Let’s say you have three keypairs for three different GIT services:

  • GitHub
  • PHP Cloud
  • your local GIT server

In order to separate access to these services you are using different keypairs for each service. In order to tell GIT to automatically choose the right keypair for the service you are trying to access you need to edit your local SSH config file (.ssh/config), as well as the GIT repository’s config file (.git/config).

First, you need to create an alias for each service in your SSH config file:

Host phpcloud-mycontainer
  User mycontainer
  IdentityFile ~/.ssh/id_rsa.phpcloud-mycontainer

Host github-myaccount
  User myaccount
  IdentityFile ~/.ssh/id_rsa_github-myaccount

Host localgitserver-myaccount
  HostName localgitserver.local
  User myaccount
  IdentityFile ~/.ssh/id_rsa.localgitserver-myaccount

As you can see three aliases have been specified for the three services. This provides you with the option to specify what key to use depending on the service.

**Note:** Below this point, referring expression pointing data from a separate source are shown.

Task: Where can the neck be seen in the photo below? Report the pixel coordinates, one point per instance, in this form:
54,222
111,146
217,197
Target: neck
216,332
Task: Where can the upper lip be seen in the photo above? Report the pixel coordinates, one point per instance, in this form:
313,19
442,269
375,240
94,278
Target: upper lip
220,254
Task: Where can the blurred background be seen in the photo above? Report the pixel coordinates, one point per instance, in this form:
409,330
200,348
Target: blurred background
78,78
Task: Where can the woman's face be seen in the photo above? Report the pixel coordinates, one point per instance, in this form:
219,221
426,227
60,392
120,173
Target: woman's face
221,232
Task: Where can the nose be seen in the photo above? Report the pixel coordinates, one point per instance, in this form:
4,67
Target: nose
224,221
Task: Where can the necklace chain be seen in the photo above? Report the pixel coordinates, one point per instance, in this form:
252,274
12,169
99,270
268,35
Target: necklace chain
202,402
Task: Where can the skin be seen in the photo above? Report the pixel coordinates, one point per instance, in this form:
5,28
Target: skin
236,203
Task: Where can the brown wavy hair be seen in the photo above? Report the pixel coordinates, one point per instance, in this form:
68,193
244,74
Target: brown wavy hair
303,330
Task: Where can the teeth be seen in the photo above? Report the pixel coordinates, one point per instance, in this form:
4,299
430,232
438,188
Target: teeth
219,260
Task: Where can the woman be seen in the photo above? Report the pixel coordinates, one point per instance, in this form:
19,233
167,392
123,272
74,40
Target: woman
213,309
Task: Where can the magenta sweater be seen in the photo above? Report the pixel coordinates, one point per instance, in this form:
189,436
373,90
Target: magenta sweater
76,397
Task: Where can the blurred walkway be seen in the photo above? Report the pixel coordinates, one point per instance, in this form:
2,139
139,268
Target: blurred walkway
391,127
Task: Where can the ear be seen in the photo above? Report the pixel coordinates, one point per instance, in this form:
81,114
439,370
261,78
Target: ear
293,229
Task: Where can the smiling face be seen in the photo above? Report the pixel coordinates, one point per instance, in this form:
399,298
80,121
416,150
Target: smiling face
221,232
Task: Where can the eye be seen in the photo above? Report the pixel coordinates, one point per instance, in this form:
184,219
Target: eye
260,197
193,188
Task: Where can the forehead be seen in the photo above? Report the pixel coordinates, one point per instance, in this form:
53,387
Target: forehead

In order to “activate” these alias for existing repository clones you need to edit .git/config to set the proper remote origin. So for instance your config for GitHub would look something like the following:

[remote "origin"]
  url = ssh://git@github-myaccount:myaccount/myrepo.git

Now all you need to do is the use the alias when accessing your services. This way the proper SSH key will be determined.

Also note that this approach is not limited to GIT – you are able to use these simple steps for any service based on SSH.